À ce stade, ils ne proclament pas leur supériorité culturelle et dissimulent l’origine de l’influence et de la manne financière. Ils se présentent modestement comme garants de la liberté de ces cercles « internationaux, libres, démocratiques ». L’influence par le réseau est une réussite.

Simulacres et exécration plutôt que séduction et admiration

Mais quelle culture opposer au grand’art prisé par les communistes, les nazis, les Européens attachés à leur art et leur identité ? Les Américains vont répliquer avec des stratégies complexes, correspondant à cette réalité paradoxale. Car il faut tout à la fois combattre la supériorité culturelle européenne et les deux modèles communistes : le réalisme socialiste de Moscou et la table rase de l’art des courants gauchistes en Europe et aux États-Unis.

L’influence américaine travaille sur plusieurs fronts en traitant des publics différents. Ainsi, le divertissement et le spectacle populaire s’adressent au grand public. C’est un art de séduction qui remporte adhésion et succès.

Mais le cœur de cible est la conquête du monde de l’art et des intellectuels. Leur stratégie ne joue pas sur l’admiration, la séduction, mais sur la confusion, l’intimidation et l’effroi. Ils appliquent, entre autres, les méthodes de manipulation étudiées et expérimentées pendant la guerre : la psycho-sociologie, nouvelle science. Il s’agit de jouer, à l’insu de la personne, sur les ressorts de l’inconscient, utilisant la peur, la récompense, fabriquant ainsi son consentement et son opinion. Le manipulé garde un ressenti de démocratie.
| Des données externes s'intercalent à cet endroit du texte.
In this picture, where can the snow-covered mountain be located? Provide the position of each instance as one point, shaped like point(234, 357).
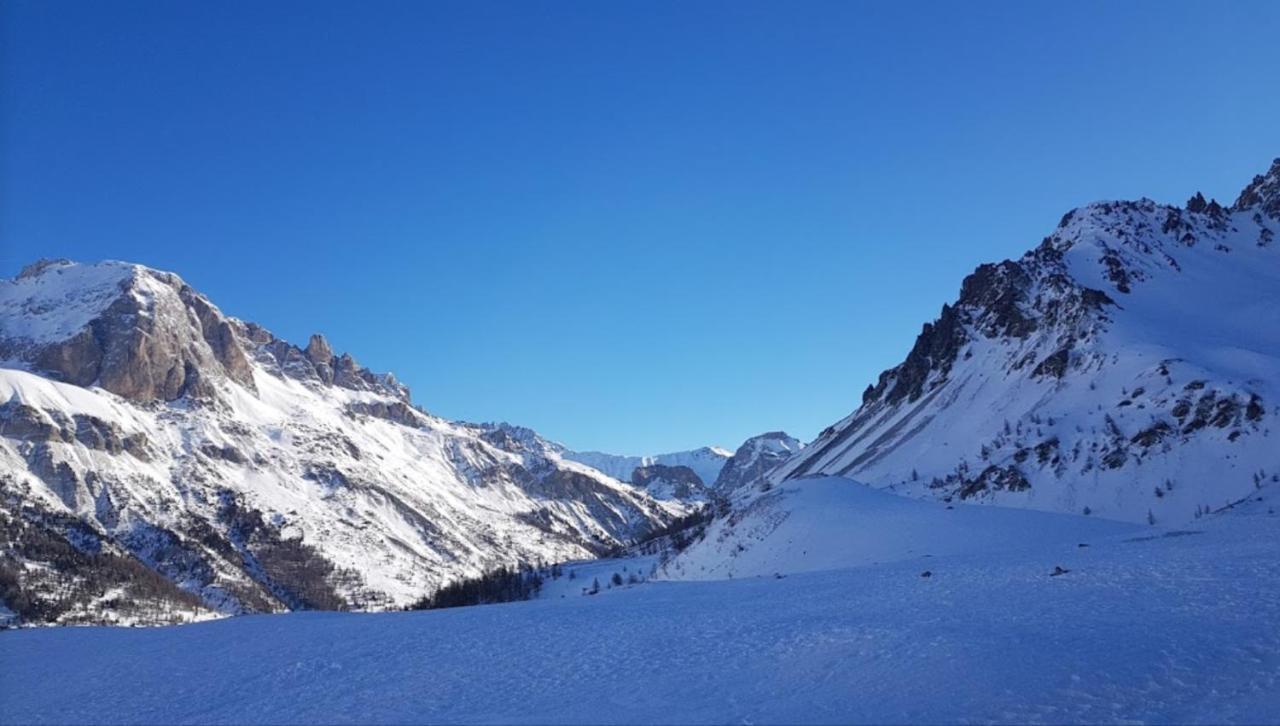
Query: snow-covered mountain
point(705, 461)
point(679, 483)
point(1128, 368)
point(755, 460)
point(142, 432)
L’Amérique doit devenir la seule référence pour gagner cette guerre culturelle, même pour les arts. Elle se donne pour objectif d’imposer une seule avant-garde, la sienne. En 1947, dans le domaine de la création musicale, ce sera la musique dodécaphonique et pour les arts plastiques, l’expressionnisme abstrait.
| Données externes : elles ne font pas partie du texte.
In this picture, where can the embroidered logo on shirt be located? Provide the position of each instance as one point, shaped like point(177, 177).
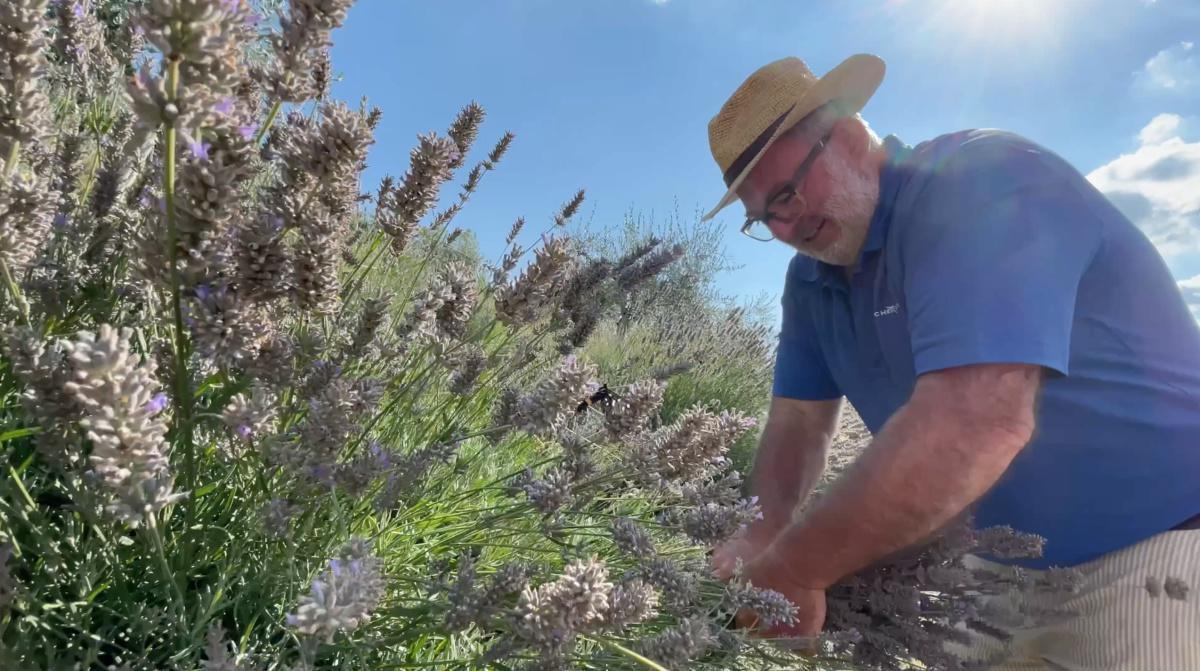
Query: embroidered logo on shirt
point(894, 309)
Pour la création musicale, ce fut un succès, mais pas pour les arts plastiques L’effervescence de la création, la diversité des expressions à Paris où tous les courants, y compris abstraits, se côtoient, ainsi que des artistes venus du monde entier. En 1960, il est clair qu’il faut trouver d’autres stratégies, car Paris reste la capitale des arts.

Comment destituer Paris et Moscou à la fois ?

Il a fallu attendre 1960 pour désigner, de façon non perceptible, le conceptualisme comme unique avant-garde. Ce courant en musique comme en peinture crée une rupture radicale avec tout ce qui avantage l’Europe de l’Ouest, c’est-à-dire avoir en même temps le meilleur du grand’art et la présence de toutes les avant-gardes. Le conceptualisme est en effet un art sans passé, sans savoir-faire, sans public. Il peut être consacré en réseau de façon occulte et coté arbitrairement. Les causes de son succès échappent à la vue et donc au goût et à la raison. Ce choix stratégique a un autre avantage : c’est un leurre idéologique. Le dogme duchampien peut être récupéré par les doxas du gauchisme. Or le deuxième objectif consiste à attirer de préférence les artistes et les intellectuels gauchistes pour diviser les communistes.

Le conformisme artistique des milieux intellectuels et du pouvoir est bien installé en Europe dès la fin des années 1970, mais il faudra attendre encore deux décennies pour que les milieux fortunés s’intéressent à cet investissement financier et se laissent séduire par son discours. Le mot avant-garde disparaît à ce moment-là, remplacé par celui d’art contemporain, sous-entendu conceptuel, dont la définition est l’exact contraire de la définition originelle de l’art. L’art classique ou moderne est alors devenu instantanément obsolète.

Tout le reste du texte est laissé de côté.